Ich war nicht der erste, der einen Polestar 4 gefahren hat, und da ich einige Testberichte gelesen habe, war ich auf die fehlende Heckscheibe vorbereitet. Die beiden Kollegen empfanden dies als den Hauptnachteil. Aber Tests haben immer etwas Subjektives an sich, deswegen fuhr ich wie immer ergebnisoffen zu dem Event in Bad Tölz.

Schnelle Daten  Polestar 4 Long Range Single Motor
Motoren 1 Permanentmagnet-Synchronmotor
Systemleistung / Drehmoment 200 kW / 910 Nm
0-100 km/h / Höchstgeschwindigkeit 7,1 Sekunden / 200 km/h
WLTP-Verbrauch 17,8-18,1 kWh/100 km
Batterie 100 kWh brutto / ca. 94 kWh netto
Reichweite 620 km
Ladeleistung / Ladedauer bis 200 kW mit DC / 30 Minuten (10-80%)
Länge / Höhe 4,84 m / 1,53 m
Preis 57.900 Euro

Exterieur | Interieur | Antrieb & AkkuPreise & Konkurrenz | Fazit


Zuerst zur Einordnung: Bei Polestar entspricht die Nummerierung der Modelle der Reihenfolge ihres Marktstarts. Der Polestar 1, ein superschickes Plug-in-Hybrid-Coupé, ist längst ausgelaufen, der Polestar 2 war lange Zeit das einzige Modell der Marke. Nun kommen Polestar 3 und 4 fast gleichzeitig auf den Markt. Das liegt daran, dass sich der große 3er um ein Jahr verspätet hat. Aber immerhin: Der Polestar 3 wird seit Juli ausgeliefert und damit ein klein wenig vor dem Polestar 4, der erst im August startete.

Exterieur und Rundumsicht

Als ich kürzlich den Polstar-Space in der Münchner Innenstadt besuchte, konnte ich optisch keinen eindeutigen Größenunterschied zwischen den beiden Autos feststellen. Doch der Polestar 4 ist immerhin sechs Zentimeter kürzer als der 3er und vor allem acht Zentimeter niedriger. Er sieht außerdem coupéhafter aus und dann eben noch dieses geschlossene Heck ...
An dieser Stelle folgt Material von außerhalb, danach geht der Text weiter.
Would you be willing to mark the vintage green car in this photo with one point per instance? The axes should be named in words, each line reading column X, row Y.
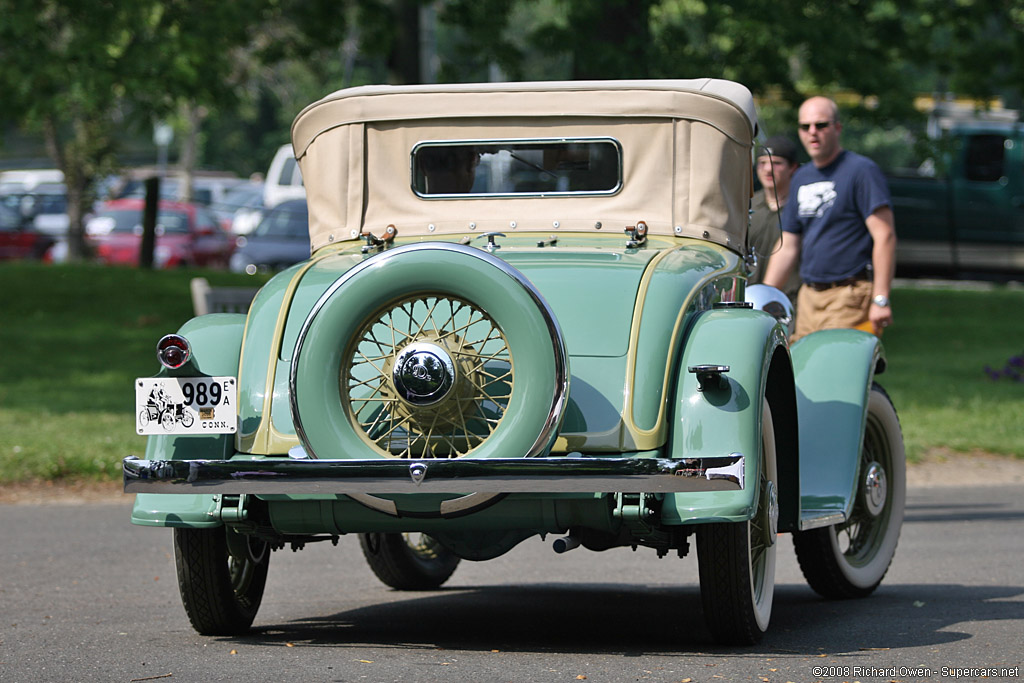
column 525, row 312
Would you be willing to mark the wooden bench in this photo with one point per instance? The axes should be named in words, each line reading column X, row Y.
column 208, row 299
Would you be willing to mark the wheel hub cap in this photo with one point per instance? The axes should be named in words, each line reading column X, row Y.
column 423, row 374
column 876, row 489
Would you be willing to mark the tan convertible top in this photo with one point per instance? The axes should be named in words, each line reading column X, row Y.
column 686, row 147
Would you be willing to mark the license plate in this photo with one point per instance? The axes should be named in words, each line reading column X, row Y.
column 185, row 406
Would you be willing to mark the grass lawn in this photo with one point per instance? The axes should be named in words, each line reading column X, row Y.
column 74, row 337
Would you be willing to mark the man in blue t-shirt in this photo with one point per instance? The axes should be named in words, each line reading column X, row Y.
column 839, row 225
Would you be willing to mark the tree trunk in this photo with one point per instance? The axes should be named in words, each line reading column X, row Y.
column 77, row 180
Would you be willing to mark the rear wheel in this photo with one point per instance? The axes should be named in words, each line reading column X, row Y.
column 849, row 560
column 408, row 561
column 221, row 577
column 736, row 560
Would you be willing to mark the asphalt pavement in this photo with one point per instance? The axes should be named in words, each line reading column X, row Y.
column 87, row 596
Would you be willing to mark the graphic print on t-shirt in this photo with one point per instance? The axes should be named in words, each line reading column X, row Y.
column 814, row 199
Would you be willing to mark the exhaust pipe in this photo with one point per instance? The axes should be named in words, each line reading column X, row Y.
column 565, row 544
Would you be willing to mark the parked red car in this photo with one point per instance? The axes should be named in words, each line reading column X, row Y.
column 18, row 240
column 186, row 235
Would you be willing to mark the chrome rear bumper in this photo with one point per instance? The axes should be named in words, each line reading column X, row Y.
column 532, row 475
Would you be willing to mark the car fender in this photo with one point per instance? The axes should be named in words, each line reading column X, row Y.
column 709, row 421
column 834, row 371
column 216, row 343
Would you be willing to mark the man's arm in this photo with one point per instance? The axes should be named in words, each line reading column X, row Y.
column 882, row 226
column 782, row 260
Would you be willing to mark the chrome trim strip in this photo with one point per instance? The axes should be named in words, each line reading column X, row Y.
column 820, row 518
column 519, row 475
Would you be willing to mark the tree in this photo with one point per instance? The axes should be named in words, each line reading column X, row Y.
column 82, row 71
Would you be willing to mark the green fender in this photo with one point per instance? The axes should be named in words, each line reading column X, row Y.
column 834, row 371
column 720, row 422
column 216, row 342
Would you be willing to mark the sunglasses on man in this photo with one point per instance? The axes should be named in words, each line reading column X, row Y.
column 820, row 125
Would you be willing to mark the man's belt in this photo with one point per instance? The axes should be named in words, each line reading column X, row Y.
column 863, row 275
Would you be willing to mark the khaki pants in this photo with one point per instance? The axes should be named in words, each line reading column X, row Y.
column 839, row 307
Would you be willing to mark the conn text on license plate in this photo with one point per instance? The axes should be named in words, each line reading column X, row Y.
column 185, row 406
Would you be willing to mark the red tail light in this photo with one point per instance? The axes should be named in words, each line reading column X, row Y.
column 173, row 351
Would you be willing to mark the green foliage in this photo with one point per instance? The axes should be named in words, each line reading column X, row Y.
column 74, row 338
column 938, row 350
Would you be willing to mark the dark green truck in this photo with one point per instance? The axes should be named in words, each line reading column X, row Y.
column 970, row 218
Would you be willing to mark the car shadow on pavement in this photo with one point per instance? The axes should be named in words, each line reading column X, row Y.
column 632, row 620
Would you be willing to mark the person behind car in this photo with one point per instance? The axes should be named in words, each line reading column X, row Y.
column 841, row 229
column 776, row 162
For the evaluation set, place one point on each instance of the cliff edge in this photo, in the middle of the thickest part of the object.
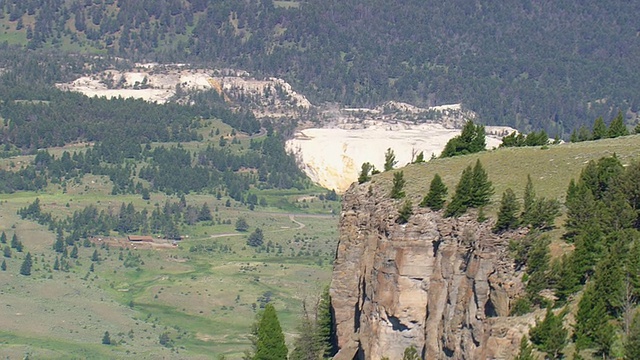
(443, 285)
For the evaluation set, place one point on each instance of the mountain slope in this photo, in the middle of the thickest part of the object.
(551, 65)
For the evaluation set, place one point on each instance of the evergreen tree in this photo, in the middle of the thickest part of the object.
(471, 140)
(436, 196)
(389, 160)
(632, 344)
(419, 158)
(325, 323)
(241, 225)
(256, 238)
(462, 197)
(25, 269)
(549, 335)
(529, 199)
(364, 176)
(507, 215)
(397, 191)
(106, 338)
(405, 212)
(599, 129)
(14, 241)
(526, 351)
(482, 188)
(270, 343)
(410, 353)
(617, 127)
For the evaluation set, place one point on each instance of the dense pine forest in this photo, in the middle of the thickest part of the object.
(531, 65)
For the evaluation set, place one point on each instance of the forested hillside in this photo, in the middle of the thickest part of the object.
(532, 65)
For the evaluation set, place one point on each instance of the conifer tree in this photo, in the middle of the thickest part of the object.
(529, 199)
(270, 343)
(462, 197)
(482, 188)
(389, 160)
(405, 212)
(436, 196)
(364, 176)
(507, 215)
(549, 335)
(106, 338)
(526, 351)
(632, 344)
(617, 127)
(397, 191)
(599, 129)
(25, 269)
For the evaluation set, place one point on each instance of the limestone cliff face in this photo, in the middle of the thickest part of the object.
(442, 285)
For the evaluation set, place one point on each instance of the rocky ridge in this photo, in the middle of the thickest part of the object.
(442, 285)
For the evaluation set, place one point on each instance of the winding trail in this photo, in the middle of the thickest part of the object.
(292, 217)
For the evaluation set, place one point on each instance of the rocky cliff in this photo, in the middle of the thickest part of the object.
(444, 286)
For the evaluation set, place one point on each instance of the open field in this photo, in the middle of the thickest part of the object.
(205, 292)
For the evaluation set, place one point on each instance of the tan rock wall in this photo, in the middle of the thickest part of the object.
(442, 285)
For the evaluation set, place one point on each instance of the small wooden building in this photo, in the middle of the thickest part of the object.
(140, 238)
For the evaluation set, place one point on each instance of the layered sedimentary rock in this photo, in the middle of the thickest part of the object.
(443, 285)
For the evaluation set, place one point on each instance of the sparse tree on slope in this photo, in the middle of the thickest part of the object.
(436, 196)
(507, 215)
(617, 127)
(270, 343)
(389, 160)
(25, 269)
(599, 129)
(397, 191)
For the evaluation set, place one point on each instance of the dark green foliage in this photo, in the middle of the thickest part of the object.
(471, 140)
(397, 191)
(599, 129)
(419, 158)
(389, 160)
(532, 139)
(405, 212)
(617, 127)
(241, 225)
(521, 306)
(482, 188)
(508, 212)
(550, 336)
(526, 351)
(462, 197)
(474, 190)
(256, 238)
(25, 268)
(436, 196)
(364, 173)
(106, 338)
(270, 343)
(632, 344)
(410, 353)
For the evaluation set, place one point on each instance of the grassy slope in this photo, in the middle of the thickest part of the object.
(204, 300)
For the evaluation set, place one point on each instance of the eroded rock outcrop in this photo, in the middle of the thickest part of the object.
(444, 286)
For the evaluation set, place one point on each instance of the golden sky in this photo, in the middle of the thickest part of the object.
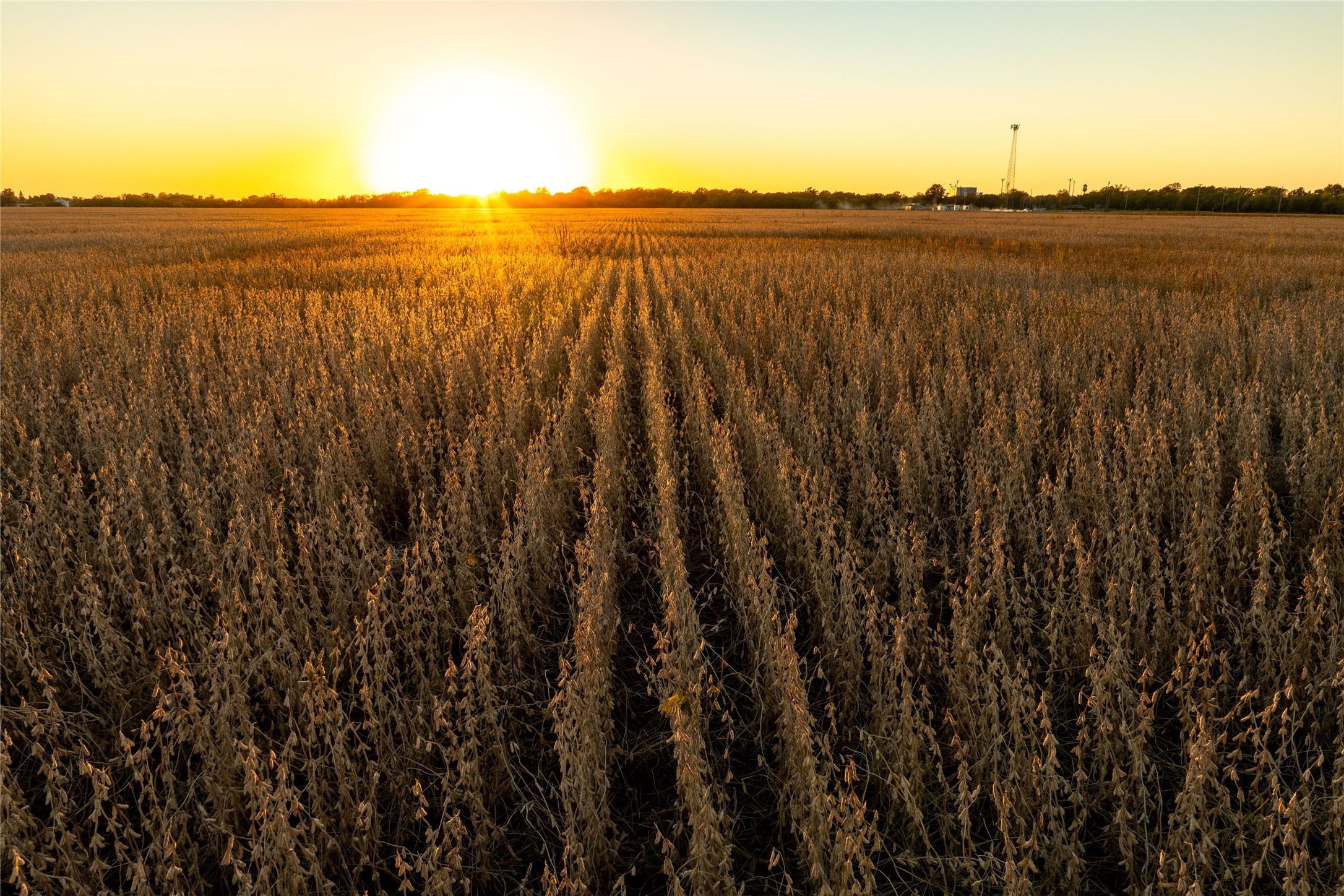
(321, 100)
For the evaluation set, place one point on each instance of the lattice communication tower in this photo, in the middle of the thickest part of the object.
(1012, 163)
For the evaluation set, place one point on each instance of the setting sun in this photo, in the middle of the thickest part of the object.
(476, 134)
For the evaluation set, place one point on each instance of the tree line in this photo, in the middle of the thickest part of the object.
(1112, 198)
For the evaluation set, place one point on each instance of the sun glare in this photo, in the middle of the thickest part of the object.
(476, 134)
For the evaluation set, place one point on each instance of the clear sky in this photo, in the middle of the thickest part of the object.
(303, 98)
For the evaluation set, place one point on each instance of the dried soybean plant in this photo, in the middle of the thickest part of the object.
(705, 553)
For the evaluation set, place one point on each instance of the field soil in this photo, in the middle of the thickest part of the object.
(692, 553)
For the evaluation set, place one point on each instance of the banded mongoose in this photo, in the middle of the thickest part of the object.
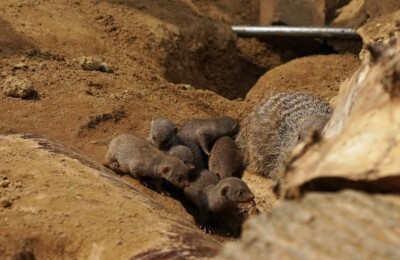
(200, 134)
(134, 155)
(218, 199)
(184, 154)
(225, 159)
(206, 131)
(163, 134)
(275, 126)
(197, 134)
Warum Polestar die Heckscheibe weggelassen hat? Nun, erstens sähe man bei vielen Coupé-SUVs mit niedriger Dachlinie hinten sowieso nicht richtig raus. sagt man mir. Das stimmt, aber auch der beim gleichen Event gefahrene Polestar 3 ist coupéartig, und da ist die Sicht nach hinten gut. Allerdings ist der große Bruder halt auch acht Zentimeter höher. Letztendlich dürfte das Ganze eine Designentscheidung sein: Die niedrige, coupéhafte Dachlinie war Polestar wichtiger, als dass man hinten gut raussieht. 

Polestar 4: Eingeschränkte Rundumsicht beim Blick vom Fahrersitz nach schräg hinten

Eingeschränkte Rundumsicht im Polestar 4

Der kamerabasierte Innenspiegel vom Spezialisten Gentex ist nicht schlecht: Die Kamera lässt sich in Blickrichtung und Helligkeit einstellen, zudem kann man auf einen konventionellen Spiegel umschalten, wenn man die Kinder im Fond im Blick behalten will. Ein perfekter Ersatz für einen normalen Spiegel und eine Heckscheibe ist das Ding aber nicht. So spiegelt er bei sonnigem Wetter und die Augen von Älteren (wie mir und meinem mitfahrenden Kollegen Rudi) haben Probleme, sich an die Nahumgebung zu adaptieren, wenn man vom Blick nach vorne auf den Spiegel wechselt.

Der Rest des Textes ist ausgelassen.